Spying!
The Audi Q7 is currently Audi’s largest SUV in the lineup, but it doesn’t seem to stay that way for long. A seemingly even larger SUV of the marque can be seen on a brand new set of spy plates. Perhaps the Q9 that has been speculated on for years.
With a length of 5.05 meters, the Audi Q7 is the largest SUV on the Audi menu, a car that must tolerate the second 5-meter-long Q8 above in the Audi hierarchy. These two SUVs will soon appear to have a model above them purely in terms of size. Audi has started testing what appears to be an even larger model, a car that we will call the Q9 in this article. Already in 2013, the first rumors about the possible arrival of a Q9 surfaced when it turned out that Audi had registered this model name.
We explicitly write that the Q9 in these photos will be placed above the Q7 and Q8 only in terms of size. The question is whether the car will actually be positioned above these SUVs. The new SUV clearly has an Audi face, with a large grille acting as the grille and an angular front bumper laced with large cooling vents.

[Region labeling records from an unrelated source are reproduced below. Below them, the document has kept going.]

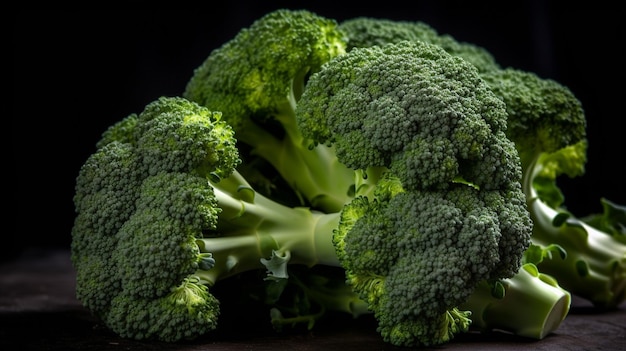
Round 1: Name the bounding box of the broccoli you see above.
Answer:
[296,41,531,346]
[483,68,626,308]
[71,97,352,341]
[332,12,626,308]
[338,17,500,72]
[183,9,354,212]
[71,10,584,346]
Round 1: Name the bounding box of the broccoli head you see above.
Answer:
[71,97,352,341]
[338,17,499,72]
[296,41,532,346]
[183,9,354,212]
[483,68,626,308]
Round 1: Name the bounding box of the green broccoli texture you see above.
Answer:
[71,9,626,347]
[339,11,626,309]
[484,68,626,309]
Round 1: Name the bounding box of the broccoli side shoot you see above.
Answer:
[183,9,354,212]
[296,41,531,346]
[483,68,626,308]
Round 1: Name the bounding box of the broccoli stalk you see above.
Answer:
[524,150,626,309]
[459,263,571,340]
[482,68,626,308]
[195,171,339,286]
[183,9,354,212]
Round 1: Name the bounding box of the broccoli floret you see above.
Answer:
[483,68,626,308]
[71,97,348,341]
[338,17,500,72]
[296,41,531,346]
[183,9,354,212]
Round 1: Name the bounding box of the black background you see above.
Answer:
[11,1,626,259]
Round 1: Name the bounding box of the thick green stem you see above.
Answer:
[459,264,571,339]
[229,103,354,213]
[197,173,339,285]
[524,154,626,308]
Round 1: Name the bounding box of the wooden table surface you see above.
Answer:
[0,249,626,351]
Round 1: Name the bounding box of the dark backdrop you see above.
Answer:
[11,1,626,259]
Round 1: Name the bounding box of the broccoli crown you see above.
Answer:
[333,178,532,346]
[338,17,499,72]
[71,97,239,340]
[183,9,345,130]
[296,41,521,195]
[482,68,587,161]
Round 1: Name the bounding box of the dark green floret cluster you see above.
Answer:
[71,9,626,347]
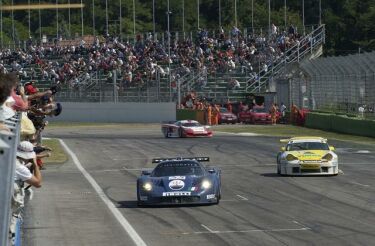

The final headlights are still missing, but there are already characteristic Audi lighting units at the rear. However, the body of the car bears great similarities to that of the Volkswagen Atlas, the SUV known in China as the Teramont. The window line and wheel arch design of this test car appear to match those of the Atlas. Although the Atlas and Teramont are taller than the Touareg, in the United States and China they are a step lower on the status scale than the Touareg. The Touareg, like the Audi Q7, Q8, Porsche Cayenne, and Bentley Bentayga, uses Audi’s MLBevo platform, while the Atlas is based on MQB.
It is therefore quite possible that the Audi “Q9” visible in these photos will even become an extended version of the Atlas, a car that will only be marketed in China. The camouflage work with which the photographed specimen is covered has a different pattern than the stickers with which Audi normally tries to protect the design of its newcomers from the outside world, although this does not necessarily mean nothing. There are also ‘coupe versions’ of the Atlas and Teramont, Atlas Cross Sport and Teramont X respectively, so even more SUV expansion seems possible at Audi.
Of course, there is also another possibility. It could be that the broken test sample is a so-called mule, and Audi is using the Volkswagen Teramont body to hide technology from a brand new model. If the Q9 nevertheless became a car positioned above the Q7 and Q8, it would be a car with which Audi would respond to cars such as the Mercedes-Benz GLS and the BMW X7. For now, Audi’s newcomer is in any case still shrouded in thick fog.
“Introvert. Avid gamer. Wannabe beer advocate. Subtly charming zombie junkie. Social media trailblazer. Web scholar.”